Lord Krishna sits at Radha’s feet

It’s been ages since I saw a film (Lincoln was the last and that was in D.C. in mid-December) and aeons since I gave myself up to the unbridled joys of a Hindi movie. But it’s hard to be immune from some of the chatter swirling around the web about Ishkq (love) in Paris, which stars Preity Zinta, Rhehan Malliek and the Oscar-nominated Isabelle Adjani (who apparently spends the whole time speaking a curiously badly dubbed Hindi!)

Zinta produced the film, clearly thinking it all up or seeing someone else’s film (which thought it all up) and reprising the whole in the imitative way so popular in Bollywood.

Reviewers have mostly panned her offering, wondering why Preity Zinta thought a cliché would be a clever comment on contemporary reality. “Consider the scenario,” wrote one reviewer in the Hindustan Times, “boy sees girl on train, checks her out, comments on her clothes and then introduces himself with a smartass line…”

So far, so predictable.

Anyway, Akash and Ishkq (what’s with the ‘k’ in Ishq, by the way?) decide to spend the night together in Paris. The HT review continues, “it would sound absurd, but original, if you hadn’t seen the Ethan Hawke-Julie Delpy starrer where they too meet on a train and agree to spend one night in Vienna.”

Apparently, there is a latent attempt to freshen the stale plot by chucking in large helpings of spice but the experts say it continues tedious and out of time.

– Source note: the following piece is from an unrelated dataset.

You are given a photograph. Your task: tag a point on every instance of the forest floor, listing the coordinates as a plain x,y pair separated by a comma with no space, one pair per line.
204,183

I don’t really care if it is a cracking story or not. But, by all accounts, the film appears to portray the heroine making bold decisions about the way she spends her time and who she spends it with. In all sorts of ways, cinematic morality has gone much further than street reality. Indian cinewoman is so much sassier and allowed so much more than Real Indian Woman, who can work so long as she keeps home too and wear most things so long as she’s demure at heart. Arguably, the Rig Vedic period was a glorious time to be a woman in India – they were educated and expected to marry when they were mature enough to choose their mate. There was less schizophrenic dissonance.